The men in naval uniforms in a sting operation charged into the Nigerian waterfront village of Okun Glass in the morning, chased out the residents, then called in the bulldozers.

De facto village leader, 75-year-old Dauda Musa, said he fled as the men fired guns into the air. “They demolished our homes,” he said, standing in the rubble of what was once home to 3,000 people down the coast from the megacity Lagos.

Nigeria’s navy said it had moved in to clear an illegal settlement – and accused some of the residents of vandalising nearby pipelines to steal crude. “This operation was not conducted in secrecy,” naval commander Thomas Otuji said.

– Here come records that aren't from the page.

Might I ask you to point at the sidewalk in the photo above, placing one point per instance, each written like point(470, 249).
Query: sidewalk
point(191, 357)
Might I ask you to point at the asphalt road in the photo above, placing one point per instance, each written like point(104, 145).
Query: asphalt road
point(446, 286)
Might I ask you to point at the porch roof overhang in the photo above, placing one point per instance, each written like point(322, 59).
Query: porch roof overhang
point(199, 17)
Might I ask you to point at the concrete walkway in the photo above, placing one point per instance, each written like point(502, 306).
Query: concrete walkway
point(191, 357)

Musa said his fellow villagers were farmers and fishermen, not thieves. And rights groups say the raid on Jan. 3 was part of a much wider trend where the government, backed by the military, clears informal settlements to make way for luxury housing and other developments.

The accusations and counter-accusations highlight an increasingly fraught confrontation between officials, activists and small communities, exacerbated by the dramatic expansion of Nigeria’s cities, most of all Lagos – a coastal giant that dwarfs the capital Abuja inland.

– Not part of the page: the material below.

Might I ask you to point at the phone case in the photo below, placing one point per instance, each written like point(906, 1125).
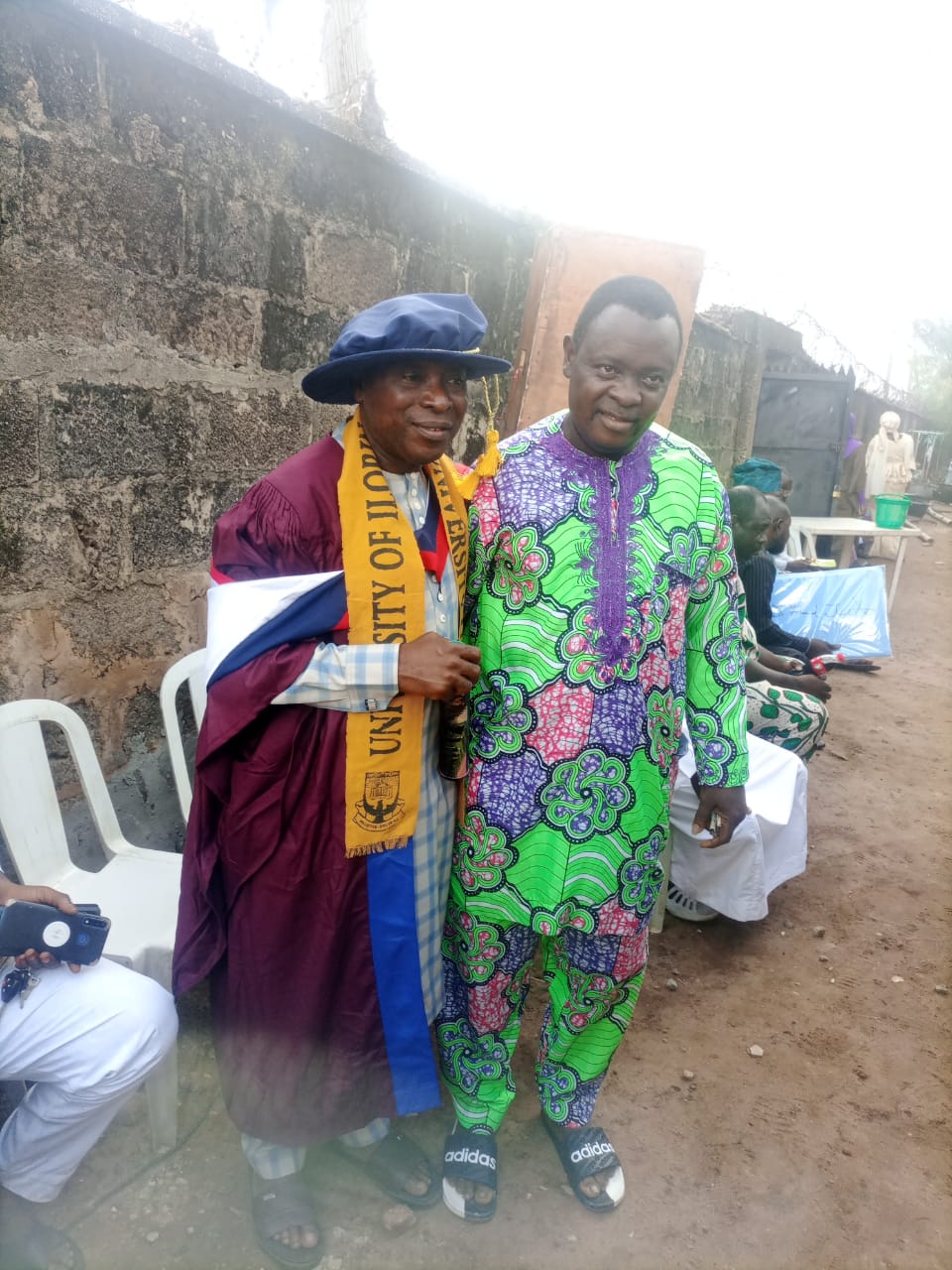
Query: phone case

“There have been persistent evictions across Lagos. Dozens of communities on the island have been evicted,” Akinrolabu Samuel, a campaigner with the Nigeria Slum/Informal Settlement Federation, said at a rally against the evictions this week.

“It’s because of real estate,” he added. “It’s for real estate development.”

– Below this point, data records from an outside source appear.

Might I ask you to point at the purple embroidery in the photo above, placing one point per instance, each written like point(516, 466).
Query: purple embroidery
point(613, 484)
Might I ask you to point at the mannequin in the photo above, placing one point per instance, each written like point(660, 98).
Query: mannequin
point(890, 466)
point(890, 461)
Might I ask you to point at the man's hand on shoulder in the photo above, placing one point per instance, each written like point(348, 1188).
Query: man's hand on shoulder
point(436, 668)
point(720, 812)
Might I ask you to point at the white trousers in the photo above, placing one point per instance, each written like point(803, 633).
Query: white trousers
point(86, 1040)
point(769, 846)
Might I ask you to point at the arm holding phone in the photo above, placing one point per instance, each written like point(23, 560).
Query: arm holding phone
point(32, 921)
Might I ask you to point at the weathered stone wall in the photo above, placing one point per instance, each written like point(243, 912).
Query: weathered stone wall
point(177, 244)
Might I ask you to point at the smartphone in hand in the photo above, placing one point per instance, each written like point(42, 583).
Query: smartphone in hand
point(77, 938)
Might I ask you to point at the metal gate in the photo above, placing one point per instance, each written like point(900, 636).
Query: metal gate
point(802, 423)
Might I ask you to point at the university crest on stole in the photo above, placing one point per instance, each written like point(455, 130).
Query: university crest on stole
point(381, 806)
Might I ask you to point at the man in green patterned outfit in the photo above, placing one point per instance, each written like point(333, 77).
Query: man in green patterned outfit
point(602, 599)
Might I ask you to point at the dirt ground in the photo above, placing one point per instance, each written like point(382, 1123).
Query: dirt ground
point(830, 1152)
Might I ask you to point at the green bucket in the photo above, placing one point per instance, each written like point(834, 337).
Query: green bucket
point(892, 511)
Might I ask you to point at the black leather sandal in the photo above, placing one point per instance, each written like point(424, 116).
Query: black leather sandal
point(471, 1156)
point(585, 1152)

According to stats group BudgIT, 600,000 new people arrive in Lagos every year, many of them residing ramshackle settlements, joining thousands of other impoverished families who have lived there for decades.
According to the United Nations, Nigeria was struggling to deal with a mounting housing crisis and mass evictions were making the situation worse.

In 2017, a coalition of communities won a court judgment against Lagos State Government, arguing that evictions without notice and resettlement were cruel, inhumane and degrading. The government appealed, and the case was this week adjourned to June 2021.

The Nigerian government has often defended these evictions and demolitions by asserting that the settlements are dens of criminal gangs who pose as serious security threat.

The Lagos State Commissioner of Information and Strategy, Gbenga Omotosho said that the “administration is law-abiding does not mean it will allow indiscriminate erection of shanties on the right of way for roads and other projects”. He further said that in this case “the state government had not ordered the demolition of Okun Glass. “It may have been a security matter on which the Navy can speak,” Omotoso added.

The villagers lamented over the incident; “they chased us into the lagoon with our wives and children,” said Dauda Musa. “We are left with nothing”.